Andrew Edwards lo sapeva, era tutta questione di riuscire a cogliere il momento esatto nel quale la base dell’onda urtava il punto in cui la scarpata del fondale si alzava rapidamente, ed allora anche l’onda che fino a quel momento strisciava lunga e bassa verso la costa, si scaraventava di scatto verso l’alto in un turbinio di spuma, bisognava poi avere gambe salde e senso dell’equilibrio per riuscire a rimanere in piedi sulla tavola che saliva vertiginosa sulla cresta di bianca spuma. Era difficile, ma con il tempo e la pratica, aveva molto affinato la sua tecnica.

L’onda lo proiettò verso l’alto all’improvviso, mentre la tavola da surf si scuoteva sotto i suoi piedi come un cavallo imbizzarrito.

Su, sempre più in alto, mentre il turbinare della spuma tutto intorno a lui gli toglieva la visuale. Per un istante, era come trovarsi avvolti da una valanga che schizzava verso l’alto, invece di precipitare in basso.

Su in alto, come un nuovo Icaro, era una sensazione esaltante!

Un istante dopo, l’onda ricadde, ed Andrew si trovò di colpo immerso nell’acqua. Dopo il primo schiaffo del suo corpo contro la superficie liquida, il contatto non era spiacevole, l’acqua azzurro – verde era quasi tiepida. Recuperò la tavola da surf e si mise a nuotare verso la riva.

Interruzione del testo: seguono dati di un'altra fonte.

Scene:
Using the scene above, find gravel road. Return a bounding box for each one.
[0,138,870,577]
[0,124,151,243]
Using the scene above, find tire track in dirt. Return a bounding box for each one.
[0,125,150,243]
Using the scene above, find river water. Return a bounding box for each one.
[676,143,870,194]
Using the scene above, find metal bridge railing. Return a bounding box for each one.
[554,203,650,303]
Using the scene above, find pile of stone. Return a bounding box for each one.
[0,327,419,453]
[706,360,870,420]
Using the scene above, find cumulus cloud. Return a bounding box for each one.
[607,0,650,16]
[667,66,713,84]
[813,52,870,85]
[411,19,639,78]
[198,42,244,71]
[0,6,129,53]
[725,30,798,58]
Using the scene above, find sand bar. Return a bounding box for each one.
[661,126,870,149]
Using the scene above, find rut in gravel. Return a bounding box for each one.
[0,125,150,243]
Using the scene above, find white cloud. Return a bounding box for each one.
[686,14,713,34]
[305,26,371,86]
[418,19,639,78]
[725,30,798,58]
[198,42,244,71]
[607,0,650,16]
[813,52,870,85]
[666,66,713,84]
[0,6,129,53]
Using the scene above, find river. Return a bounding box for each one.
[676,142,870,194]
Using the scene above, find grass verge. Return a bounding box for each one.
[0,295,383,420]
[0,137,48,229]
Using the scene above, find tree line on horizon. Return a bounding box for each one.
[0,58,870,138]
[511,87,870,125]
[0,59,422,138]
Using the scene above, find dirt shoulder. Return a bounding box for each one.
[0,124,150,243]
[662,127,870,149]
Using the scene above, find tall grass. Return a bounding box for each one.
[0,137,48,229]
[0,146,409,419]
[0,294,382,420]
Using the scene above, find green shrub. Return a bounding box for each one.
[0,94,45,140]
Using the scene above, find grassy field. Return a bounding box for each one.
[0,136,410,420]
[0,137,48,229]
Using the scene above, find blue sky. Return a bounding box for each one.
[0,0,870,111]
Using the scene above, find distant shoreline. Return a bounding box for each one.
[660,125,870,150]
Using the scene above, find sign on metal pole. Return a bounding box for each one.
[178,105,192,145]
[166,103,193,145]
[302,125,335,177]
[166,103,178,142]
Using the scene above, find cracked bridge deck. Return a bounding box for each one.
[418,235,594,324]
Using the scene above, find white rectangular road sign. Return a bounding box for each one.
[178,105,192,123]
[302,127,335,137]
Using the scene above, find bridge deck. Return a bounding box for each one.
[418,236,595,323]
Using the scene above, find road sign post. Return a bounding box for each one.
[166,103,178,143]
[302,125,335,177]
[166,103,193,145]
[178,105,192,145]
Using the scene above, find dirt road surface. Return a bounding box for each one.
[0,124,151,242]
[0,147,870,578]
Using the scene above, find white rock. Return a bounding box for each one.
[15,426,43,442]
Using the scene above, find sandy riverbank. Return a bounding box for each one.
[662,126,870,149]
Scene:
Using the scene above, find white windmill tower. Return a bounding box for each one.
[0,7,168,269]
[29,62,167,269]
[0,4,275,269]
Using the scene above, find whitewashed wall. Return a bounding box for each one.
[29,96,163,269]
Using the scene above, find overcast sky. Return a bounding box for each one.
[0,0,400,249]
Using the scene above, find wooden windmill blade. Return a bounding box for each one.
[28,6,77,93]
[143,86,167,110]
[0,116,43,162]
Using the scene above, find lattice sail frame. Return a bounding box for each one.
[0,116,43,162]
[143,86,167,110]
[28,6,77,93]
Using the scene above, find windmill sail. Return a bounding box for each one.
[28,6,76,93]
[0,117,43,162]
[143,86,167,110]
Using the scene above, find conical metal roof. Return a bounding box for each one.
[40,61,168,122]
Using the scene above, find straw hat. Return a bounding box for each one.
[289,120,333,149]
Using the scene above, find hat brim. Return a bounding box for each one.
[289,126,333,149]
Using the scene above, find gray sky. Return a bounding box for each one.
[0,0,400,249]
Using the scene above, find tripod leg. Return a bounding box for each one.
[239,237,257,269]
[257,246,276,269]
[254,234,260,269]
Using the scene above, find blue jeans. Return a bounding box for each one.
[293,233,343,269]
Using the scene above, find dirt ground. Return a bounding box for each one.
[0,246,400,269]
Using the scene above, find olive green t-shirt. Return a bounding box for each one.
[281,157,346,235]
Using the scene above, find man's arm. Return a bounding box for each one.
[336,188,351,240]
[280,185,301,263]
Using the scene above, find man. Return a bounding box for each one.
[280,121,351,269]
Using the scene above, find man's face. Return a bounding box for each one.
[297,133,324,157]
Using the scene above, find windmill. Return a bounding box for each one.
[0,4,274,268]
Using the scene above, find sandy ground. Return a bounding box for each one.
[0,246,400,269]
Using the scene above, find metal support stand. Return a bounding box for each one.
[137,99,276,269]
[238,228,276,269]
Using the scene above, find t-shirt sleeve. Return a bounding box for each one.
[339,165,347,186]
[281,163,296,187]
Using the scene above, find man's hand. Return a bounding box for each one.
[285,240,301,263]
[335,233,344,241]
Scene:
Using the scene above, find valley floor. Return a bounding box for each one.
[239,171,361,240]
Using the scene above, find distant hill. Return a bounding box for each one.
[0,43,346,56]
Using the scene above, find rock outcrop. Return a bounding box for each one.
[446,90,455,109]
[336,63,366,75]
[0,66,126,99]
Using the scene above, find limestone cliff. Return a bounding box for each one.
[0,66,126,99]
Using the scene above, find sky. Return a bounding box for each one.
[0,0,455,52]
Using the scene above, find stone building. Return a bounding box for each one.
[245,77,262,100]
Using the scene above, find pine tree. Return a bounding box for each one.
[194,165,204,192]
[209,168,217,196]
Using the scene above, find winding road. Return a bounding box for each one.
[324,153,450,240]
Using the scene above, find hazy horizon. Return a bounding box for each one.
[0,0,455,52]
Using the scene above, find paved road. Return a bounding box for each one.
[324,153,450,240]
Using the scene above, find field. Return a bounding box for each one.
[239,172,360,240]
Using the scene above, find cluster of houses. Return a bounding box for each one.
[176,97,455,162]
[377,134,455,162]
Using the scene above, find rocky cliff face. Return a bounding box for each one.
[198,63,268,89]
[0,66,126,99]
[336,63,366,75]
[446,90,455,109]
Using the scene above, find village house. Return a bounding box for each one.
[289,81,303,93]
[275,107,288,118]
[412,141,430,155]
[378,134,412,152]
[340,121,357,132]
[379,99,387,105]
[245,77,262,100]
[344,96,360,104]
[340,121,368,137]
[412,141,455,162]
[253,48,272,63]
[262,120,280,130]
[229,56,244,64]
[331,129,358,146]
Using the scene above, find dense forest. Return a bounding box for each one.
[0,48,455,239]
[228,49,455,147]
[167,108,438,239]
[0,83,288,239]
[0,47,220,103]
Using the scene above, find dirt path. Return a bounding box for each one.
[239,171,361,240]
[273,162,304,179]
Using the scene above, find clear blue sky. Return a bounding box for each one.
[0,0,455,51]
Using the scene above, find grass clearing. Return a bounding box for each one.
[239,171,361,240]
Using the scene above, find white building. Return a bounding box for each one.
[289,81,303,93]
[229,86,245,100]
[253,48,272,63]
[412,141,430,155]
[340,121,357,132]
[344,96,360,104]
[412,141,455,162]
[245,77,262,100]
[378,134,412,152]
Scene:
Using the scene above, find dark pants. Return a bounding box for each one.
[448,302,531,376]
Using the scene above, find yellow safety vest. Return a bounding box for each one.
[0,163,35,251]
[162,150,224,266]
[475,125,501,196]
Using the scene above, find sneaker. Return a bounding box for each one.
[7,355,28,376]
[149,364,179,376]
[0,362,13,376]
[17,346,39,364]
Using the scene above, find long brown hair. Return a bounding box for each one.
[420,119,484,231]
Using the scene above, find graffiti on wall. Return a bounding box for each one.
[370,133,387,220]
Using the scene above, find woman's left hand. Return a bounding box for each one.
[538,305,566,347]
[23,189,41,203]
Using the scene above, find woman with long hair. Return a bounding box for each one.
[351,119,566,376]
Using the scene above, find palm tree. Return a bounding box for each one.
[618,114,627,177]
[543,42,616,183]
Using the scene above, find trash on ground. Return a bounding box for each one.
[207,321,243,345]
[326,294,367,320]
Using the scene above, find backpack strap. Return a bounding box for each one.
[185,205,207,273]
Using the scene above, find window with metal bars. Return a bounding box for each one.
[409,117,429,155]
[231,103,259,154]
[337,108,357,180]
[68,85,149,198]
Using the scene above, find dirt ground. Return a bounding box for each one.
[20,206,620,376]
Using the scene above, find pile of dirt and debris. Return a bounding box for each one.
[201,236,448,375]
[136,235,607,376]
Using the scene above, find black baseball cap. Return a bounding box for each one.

Dopo un paio di bracciate, sentì sulla schiena il tocco di qualcosa di peloso e stillante. Si voltò. A poca distanza da lui emergeva dall’acqua un grosso muso nero la cui forma era resa indefinita da una gran massa di pelo bagnato che lo ricopriva. Avvicinò la mano alla grossa testa e cominciò a carezzare lentamente la nuca dell’animale. Bobo, il suo cane terranova l’aveva seguito in acqua, ed Andrew era certo che non l’avesse perso di vista per un istante.

Riguadagnò la riva in poche bracciate e si distese sulla sabbia dorata di Playa Grande, mentre il cane si accucciava accanto a lui. L’aria calda ed il sole, lo sapeva, l’avrebbero asciugato in pochi minuti.

A Playa Grande le giornate erano sempre calde e luminose, anche se raramente il caldo diventava eccessivo. A volte Andrew Edwards non rammentava bene nemmeno che stagione fosse. Certo, le stagioni avevano ben scarsa importanza rispetto a come le cose andavano lassù nell’emisfero boreale, dove la gente si affannava per vivere.

Contemplò il proprio corpo sdraiato: era ancora solido e asciutto; i muscoli, tenuti in esercizio, erano ancora efficienti anche se le ossa sulle quali erano tesi, magari lassù al nord dove c’erano l’estate e l’inverno, durante la brutta stagione avrebbero probabilmente accusato qualche dolore reumatico.

Guardandosi allo specchio la mattina, poteva constatare che i suoi capelli, anche se erano ancora quasi tutti al loro posto, erano ormai più bianchi che grigi, e c’era una fitta rete di rughe sul suo volto ed ai lati del suo collo, ma per il resto si sentiva ancora pienamente efficiente ed intendeva mantenersi tale.

Bobo venne a strisciare il grosso muso contro la sua faccia, ed Edwards sentì la lingua risposa dell’animale che gli passava sulla faccia.